Thom praises Skywalker Sound Foley artists Dennie Thorpe and Jana Vance, mixer Tony Eckert and recordist Pepe Morrell for living up to the challenge. “The Foley so far is the best I’ve ever heard,” Thom raves. “You totally believe that what you’re hearing are the sounds that were made while the camera was rolling, but in fact almost none of them are.”

Equally crucial in this context is the ADR, especially the breaths that were cued to establish intimacy with our Curusoe-like hero. “Almost all of Tom Hanks’ dialog on the island will be ADR,” says Thom. “The production mixer did a great job, but he had an impossible task of trying to get usable breaths, for instance, when he was 50 feet from waves breaking.”

As expected, Hanks, ADR supervisor Marilyn McCoppen and the stage at Fox have done a “spectacular job,” but it doesn’t end there. “We are worldizing some of the ADR,” he says to describe the procedure undertaken by supervising sound editor Dennis Leonard. “There are some lines that Tom yells, and we want to make it really sound like he yelled them outside, so we’ve taken the recordings and played them through loudspeakers out of doors with microphones.”

ADR centerstage?
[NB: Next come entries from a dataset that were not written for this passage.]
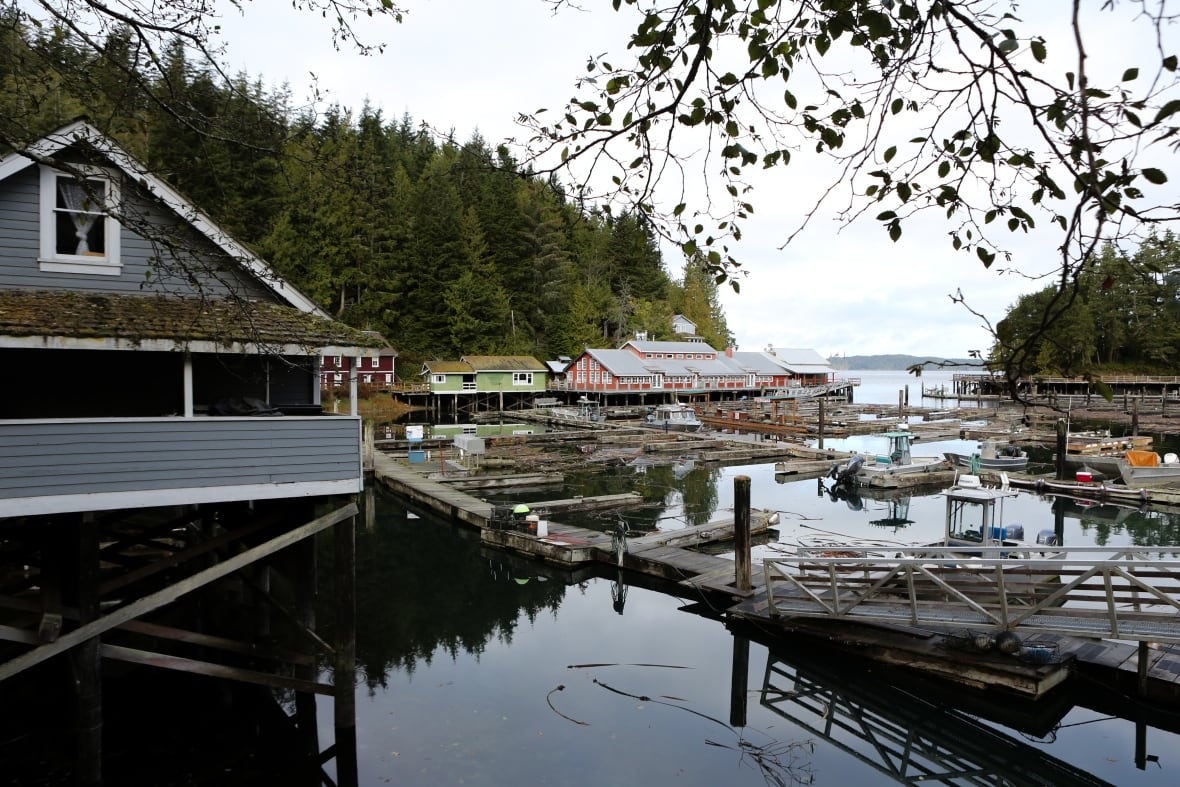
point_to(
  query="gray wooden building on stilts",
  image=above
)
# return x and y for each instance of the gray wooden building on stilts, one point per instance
(164, 460)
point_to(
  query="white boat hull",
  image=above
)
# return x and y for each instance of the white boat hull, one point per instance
(994, 464)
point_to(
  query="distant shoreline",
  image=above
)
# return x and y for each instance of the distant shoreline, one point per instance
(899, 362)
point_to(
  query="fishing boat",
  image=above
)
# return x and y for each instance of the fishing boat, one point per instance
(583, 410)
(1141, 469)
(975, 517)
(1099, 443)
(1009, 459)
(878, 470)
(675, 418)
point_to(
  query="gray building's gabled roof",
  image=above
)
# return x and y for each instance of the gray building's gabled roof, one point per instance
(83, 133)
(625, 364)
(761, 364)
(670, 347)
(112, 321)
(801, 361)
(504, 362)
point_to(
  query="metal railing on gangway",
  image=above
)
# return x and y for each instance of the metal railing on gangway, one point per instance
(1129, 592)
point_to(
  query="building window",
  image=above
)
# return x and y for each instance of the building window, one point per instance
(78, 235)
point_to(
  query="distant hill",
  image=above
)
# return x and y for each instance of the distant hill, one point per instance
(895, 362)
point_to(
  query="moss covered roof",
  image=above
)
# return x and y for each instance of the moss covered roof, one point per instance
(61, 314)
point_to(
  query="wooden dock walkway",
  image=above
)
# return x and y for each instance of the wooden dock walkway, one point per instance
(663, 555)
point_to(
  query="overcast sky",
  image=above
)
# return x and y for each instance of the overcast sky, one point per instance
(469, 65)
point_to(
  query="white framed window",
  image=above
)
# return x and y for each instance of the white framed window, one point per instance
(78, 234)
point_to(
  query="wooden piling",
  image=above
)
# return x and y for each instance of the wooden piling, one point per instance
(87, 657)
(1062, 439)
(739, 679)
(345, 679)
(741, 533)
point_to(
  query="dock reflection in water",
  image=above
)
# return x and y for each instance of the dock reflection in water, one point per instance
(484, 668)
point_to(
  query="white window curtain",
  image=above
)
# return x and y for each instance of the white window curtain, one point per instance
(77, 201)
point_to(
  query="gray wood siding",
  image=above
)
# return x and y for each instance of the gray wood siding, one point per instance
(20, 248)
(91, 457)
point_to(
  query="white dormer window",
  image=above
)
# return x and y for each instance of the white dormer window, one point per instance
(78, 234)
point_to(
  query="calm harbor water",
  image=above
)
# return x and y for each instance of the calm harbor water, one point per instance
(478, 669)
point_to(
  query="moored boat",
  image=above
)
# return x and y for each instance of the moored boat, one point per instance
(675, 418)
(1141, 469)
(1009, 459)
(865, 470)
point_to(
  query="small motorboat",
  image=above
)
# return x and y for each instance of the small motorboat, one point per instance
(1008, 460)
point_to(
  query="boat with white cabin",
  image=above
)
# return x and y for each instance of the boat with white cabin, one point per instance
(1008, 459)
(675, 418)
(876, 470)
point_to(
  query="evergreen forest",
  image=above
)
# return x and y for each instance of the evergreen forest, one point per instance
(1120, 315)
(445, 247)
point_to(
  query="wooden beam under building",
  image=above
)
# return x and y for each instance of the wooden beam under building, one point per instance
(168, 595)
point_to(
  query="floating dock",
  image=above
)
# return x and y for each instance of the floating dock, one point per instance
(676, 559)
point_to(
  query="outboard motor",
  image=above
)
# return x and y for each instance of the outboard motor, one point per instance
(849, 474)
(1047, 537)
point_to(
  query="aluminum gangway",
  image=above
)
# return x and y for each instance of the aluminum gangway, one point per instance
(1126, 592)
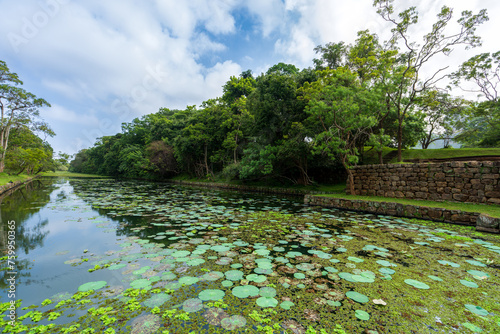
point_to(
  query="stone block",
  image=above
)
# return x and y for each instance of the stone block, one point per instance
(460, 197)
(486, 221)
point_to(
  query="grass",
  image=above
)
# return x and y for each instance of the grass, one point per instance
(70, 174)
(269, 183)
(6, 178)
(371, 157)
(491, 210)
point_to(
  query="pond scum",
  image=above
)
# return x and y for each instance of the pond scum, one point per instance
(214, 269)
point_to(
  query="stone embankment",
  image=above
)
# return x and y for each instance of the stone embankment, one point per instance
(482, 222)
(12, 185)
(470, 182)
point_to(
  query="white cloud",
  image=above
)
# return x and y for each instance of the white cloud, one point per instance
(270, 13)
(87, 55)
(59, 113)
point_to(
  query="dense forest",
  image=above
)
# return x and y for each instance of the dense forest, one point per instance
(309, 125)
(23, 133)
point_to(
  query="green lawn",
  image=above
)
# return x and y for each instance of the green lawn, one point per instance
(443, 153)
(6, 178)
(492, 210)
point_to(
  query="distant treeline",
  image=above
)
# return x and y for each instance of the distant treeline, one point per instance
(299, 126)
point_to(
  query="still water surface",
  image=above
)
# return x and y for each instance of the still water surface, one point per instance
(180, 259)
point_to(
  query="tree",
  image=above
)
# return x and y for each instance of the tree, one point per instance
(28, 153)
(332, 55)
(407, 74)
(483, 71)
(441, 110)
(17, 107)
(342, 108)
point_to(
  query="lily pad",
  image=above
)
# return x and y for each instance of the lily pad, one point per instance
(245, 291)
(362, 315)
(92, 286)
(233, 322)
(192, 305)
(188, 280)
(140, 283)
(476, 309)
(267, 292)
(157, 300)
(267, 302)
(472, 327)
(211, 294)
(286, 305)
(357, 297)
(416, 284)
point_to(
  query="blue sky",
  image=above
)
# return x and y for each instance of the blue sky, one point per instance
(102, 63)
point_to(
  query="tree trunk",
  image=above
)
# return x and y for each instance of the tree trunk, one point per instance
(400, 140)
(350, 177)
(206, 160)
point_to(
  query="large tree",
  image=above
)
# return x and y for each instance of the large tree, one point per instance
(341, 107)
(412, 75)
(17, 108)
(481, 126)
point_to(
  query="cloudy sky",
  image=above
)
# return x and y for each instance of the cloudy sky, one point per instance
(101, 63)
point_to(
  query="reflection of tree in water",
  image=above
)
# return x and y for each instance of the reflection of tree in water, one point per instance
(21, 205)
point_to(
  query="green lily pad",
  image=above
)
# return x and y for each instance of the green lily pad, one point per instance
(181, 253)
(211, 294)
(233, 322)
(387, 271)
(362, 315)
(192, 305)
(245, 291)
(478, 273)
(448, 263)
(140, 283)
(92, 286)
(472, 327)
(157, 300)
(476, 309)
(195, 262)
(117, 266)
(347, 277)
(416, 284)
(476, 263)
(357, 297)
(469, 284)
(227, 283)
(386, 263)
(267, 302)
(267, 292)
(256, 278)
(188, 280)
(213, 276)
(234, 275)
(299, 275)
(286, 305)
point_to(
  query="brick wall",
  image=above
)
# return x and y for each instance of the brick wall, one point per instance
(470, 181)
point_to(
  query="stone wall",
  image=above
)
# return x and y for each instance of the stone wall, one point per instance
(470, 181)
(9, 186)
(480, 221)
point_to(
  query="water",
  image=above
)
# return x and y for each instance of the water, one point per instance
(186, 248)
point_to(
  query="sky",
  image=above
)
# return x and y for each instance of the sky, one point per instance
(102, 63)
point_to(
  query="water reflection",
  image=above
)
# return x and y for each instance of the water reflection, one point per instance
(21, 205)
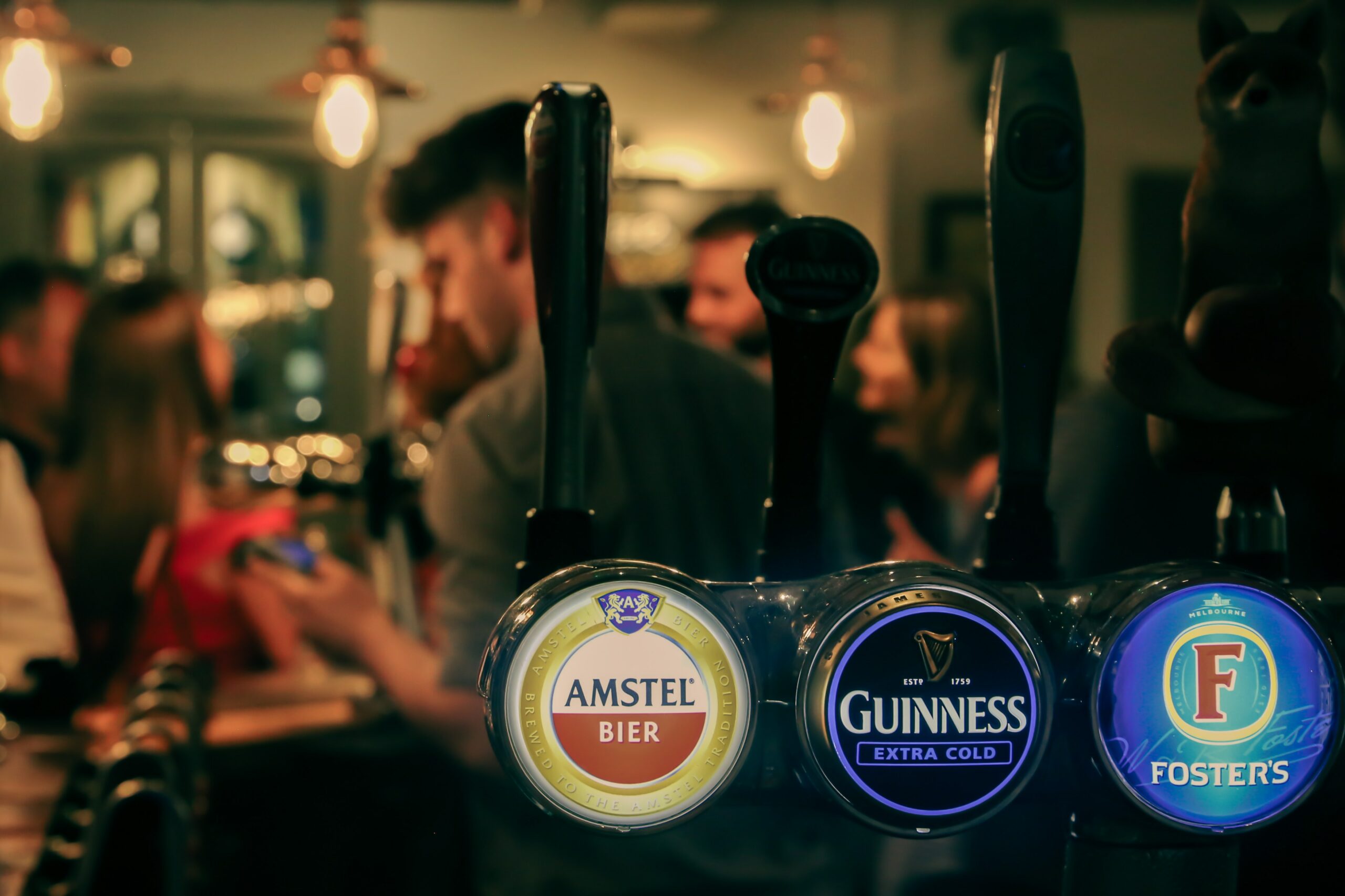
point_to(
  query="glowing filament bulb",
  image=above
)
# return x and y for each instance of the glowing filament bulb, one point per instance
(825, 132)
(30, 88)
(346, 128)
Olympic-caliber Foley? No music for half the film? All this puts Thom in mind of a promise he’s heard throughout his career. “I’ve been told by other directors, `It’s your job to make the scene work. It’s going to be all sound effects.’ And then you get to the final mix and find out that there’s music all through the same scene that’s basically trying to do the same thing.” With Cast Away, however, Thom may finally have his wish.